Close an unused credit card

It may surprise you knowing why closing an unused credit card will affect your mortgage application. The lenders look at your credit utilization ratio when giving you a mortgage. This ratio equals to the total amount of credit you have compared to the amount of credit you are using. So, if you close one credit account, your credit utilization ratio increases. As a result, your mortgage application may be rejected.

Change in mortgage requirements

Sometimes the requirements for obtaining a mortgage change.  For example, in the past, you needed to have a minimum credit score of 650, but now you need to have a score of 680. If you are not aware of these changes and apply for the mortgage then there is a chance that your application may be rejected.

Change in your credit report

Your credit report changes regularly. If you take an additional loan or fail to pay a month’s credit card bill, then your credit score will be affected. Missed payment or late payment of bills can lower your credit score and affect your mortgage application.

Buy a different kind of property

Lenders may be unwilling to give a mortgage for certain kinds of properties. These include investment properties and condos. To get a mortgage for this type of properties, you may need to give a larger down payment. So, before you apply for a mortgage for this type of property, you should ask your lender whether your condo is on their approved condo list.

Borrow the down payment

You should pay your own down payment, without borrowing money from elsewhere.

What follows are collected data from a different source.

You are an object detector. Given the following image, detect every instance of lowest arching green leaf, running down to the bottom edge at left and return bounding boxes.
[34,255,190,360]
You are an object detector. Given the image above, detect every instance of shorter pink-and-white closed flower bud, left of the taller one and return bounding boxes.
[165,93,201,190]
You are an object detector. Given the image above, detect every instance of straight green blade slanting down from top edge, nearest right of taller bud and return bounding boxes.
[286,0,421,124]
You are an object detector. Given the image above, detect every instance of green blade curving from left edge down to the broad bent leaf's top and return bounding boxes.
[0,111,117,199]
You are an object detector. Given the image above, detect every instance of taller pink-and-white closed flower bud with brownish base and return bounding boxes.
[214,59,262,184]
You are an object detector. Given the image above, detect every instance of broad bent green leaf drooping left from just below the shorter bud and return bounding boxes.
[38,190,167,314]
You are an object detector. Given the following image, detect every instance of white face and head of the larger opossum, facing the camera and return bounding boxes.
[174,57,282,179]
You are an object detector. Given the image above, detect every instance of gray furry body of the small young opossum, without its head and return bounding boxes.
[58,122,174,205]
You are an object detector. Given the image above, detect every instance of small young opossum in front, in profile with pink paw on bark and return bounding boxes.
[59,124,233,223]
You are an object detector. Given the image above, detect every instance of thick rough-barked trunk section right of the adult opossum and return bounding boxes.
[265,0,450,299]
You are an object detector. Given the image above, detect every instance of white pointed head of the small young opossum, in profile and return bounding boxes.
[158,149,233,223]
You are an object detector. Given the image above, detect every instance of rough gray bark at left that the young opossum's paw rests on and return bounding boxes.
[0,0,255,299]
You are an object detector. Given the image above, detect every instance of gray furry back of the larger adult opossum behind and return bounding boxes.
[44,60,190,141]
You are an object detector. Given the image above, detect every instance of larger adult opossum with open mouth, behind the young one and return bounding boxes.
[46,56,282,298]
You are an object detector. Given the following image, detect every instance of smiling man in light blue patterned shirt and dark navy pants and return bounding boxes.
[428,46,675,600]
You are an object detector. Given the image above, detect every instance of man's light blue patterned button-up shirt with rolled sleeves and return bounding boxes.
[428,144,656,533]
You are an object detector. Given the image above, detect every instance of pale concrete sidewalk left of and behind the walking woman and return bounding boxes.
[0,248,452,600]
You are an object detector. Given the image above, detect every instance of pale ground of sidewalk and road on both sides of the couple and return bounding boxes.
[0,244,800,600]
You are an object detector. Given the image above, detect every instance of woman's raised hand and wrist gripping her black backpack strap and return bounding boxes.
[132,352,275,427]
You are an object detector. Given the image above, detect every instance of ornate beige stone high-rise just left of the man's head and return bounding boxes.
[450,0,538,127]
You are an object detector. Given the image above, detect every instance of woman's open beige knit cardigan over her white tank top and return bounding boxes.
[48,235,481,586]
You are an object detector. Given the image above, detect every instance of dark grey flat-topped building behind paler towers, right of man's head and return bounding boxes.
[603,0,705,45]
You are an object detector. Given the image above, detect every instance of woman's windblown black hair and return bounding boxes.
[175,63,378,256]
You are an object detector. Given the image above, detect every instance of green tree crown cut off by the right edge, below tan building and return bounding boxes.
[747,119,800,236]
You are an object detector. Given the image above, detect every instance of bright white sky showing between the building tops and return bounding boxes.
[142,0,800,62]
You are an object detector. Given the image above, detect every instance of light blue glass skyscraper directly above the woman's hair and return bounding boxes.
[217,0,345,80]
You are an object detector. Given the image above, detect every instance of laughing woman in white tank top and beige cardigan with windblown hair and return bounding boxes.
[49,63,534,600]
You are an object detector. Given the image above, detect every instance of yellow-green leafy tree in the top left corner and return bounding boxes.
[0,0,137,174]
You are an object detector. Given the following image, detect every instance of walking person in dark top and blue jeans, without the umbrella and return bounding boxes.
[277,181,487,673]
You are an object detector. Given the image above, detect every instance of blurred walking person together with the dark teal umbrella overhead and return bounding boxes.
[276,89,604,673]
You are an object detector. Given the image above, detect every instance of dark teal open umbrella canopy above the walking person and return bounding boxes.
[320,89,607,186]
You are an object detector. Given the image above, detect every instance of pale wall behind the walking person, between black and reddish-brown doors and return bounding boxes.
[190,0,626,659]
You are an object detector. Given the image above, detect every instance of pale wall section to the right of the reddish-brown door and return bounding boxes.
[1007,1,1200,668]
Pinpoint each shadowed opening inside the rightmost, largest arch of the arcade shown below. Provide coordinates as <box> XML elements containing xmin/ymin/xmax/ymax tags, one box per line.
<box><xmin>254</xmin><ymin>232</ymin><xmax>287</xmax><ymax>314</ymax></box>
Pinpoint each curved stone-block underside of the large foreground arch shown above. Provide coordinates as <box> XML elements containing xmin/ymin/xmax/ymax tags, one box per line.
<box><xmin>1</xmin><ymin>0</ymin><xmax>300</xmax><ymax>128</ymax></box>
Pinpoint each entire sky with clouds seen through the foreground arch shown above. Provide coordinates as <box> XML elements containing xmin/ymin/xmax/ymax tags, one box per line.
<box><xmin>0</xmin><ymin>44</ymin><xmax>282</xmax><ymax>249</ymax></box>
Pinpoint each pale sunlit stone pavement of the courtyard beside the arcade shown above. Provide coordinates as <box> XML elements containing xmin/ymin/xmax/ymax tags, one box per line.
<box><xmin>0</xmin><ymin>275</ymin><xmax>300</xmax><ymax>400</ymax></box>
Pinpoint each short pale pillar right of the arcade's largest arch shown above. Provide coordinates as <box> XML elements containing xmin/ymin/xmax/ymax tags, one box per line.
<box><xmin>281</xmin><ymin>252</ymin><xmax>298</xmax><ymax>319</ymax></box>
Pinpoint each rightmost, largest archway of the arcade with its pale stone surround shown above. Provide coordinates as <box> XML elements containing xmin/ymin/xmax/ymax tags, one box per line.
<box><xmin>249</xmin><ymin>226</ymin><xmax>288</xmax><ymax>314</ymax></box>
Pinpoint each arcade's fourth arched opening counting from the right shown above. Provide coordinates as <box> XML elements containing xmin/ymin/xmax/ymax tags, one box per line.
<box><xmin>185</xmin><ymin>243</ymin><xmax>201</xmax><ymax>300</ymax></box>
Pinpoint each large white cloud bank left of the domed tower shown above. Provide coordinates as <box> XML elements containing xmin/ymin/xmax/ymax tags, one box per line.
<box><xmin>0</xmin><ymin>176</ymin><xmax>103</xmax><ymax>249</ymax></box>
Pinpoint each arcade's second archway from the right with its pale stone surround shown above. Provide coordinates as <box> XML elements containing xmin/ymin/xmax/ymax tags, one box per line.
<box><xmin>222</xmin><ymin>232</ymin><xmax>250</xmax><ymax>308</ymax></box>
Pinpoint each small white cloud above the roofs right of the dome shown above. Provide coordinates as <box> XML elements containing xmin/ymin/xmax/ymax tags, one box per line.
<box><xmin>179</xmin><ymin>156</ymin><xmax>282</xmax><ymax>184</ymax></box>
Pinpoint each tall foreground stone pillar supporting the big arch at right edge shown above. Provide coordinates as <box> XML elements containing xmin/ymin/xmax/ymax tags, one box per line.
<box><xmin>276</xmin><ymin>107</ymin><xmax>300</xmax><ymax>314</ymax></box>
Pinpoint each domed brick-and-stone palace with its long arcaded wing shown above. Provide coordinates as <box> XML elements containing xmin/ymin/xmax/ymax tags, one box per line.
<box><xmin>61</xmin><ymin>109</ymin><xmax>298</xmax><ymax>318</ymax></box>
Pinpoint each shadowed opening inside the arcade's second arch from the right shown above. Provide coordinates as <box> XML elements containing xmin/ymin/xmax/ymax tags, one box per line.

If you buy the entire house on credit, you won’t feel back walking away without paying your loans as you don’t have anything to lose. But if you invest in your own house, then your money is on it. You will feel the urge to pay the mortgage on time so that you can be the owner of the property.

Borrow too little money

The minimum amount you need to borrow for a property is $50,000. Some lenders raise the minimum amount to $75,000 and even $1, 00,000. If you borrow less money then you will be paying less interest and the lenders will make less profit. If the lender sees that the risk of giving you mortgage is more than the profit they will earn, they might reject your mortgage application.

Loans went to collections

If your debts have ever gone to collections, it might hurt your credit score. So, you will have less chance of getting a mortgage approval. However, the information won’t be there on your credit report forever. You can talk to a credit repair firm and know what to do to improve your credit report.

Owe money for child support

If you owe money for child support or alimony, then it will be considered as debt. You should mention this in your application. The lenders will investigate your case and find out your financial status. You might need to have a higher credit score to be eligible for a mortgage if you owe money for child support. There is a chance that your mortgage application may not be approved.

You need to be honest about the information you provide on your application. You should provide your income information in detail, your credit score and other information so that the risk of rejection is low. If you have any red flags on your credit report, you should fix it before applying for the mortgage. You shouldn’t do anything to negatively impact your credit score when you apply for a mortgage, like getting a car loan or a new credit card. It is more difficult to get a mortgage today than it was before. The credit standards have been tightened. According to a statistics, only 55% of the mortgage applications are accepted today. So, you should prepare well before applying for a mortgage in order to decrease your chance of rejection.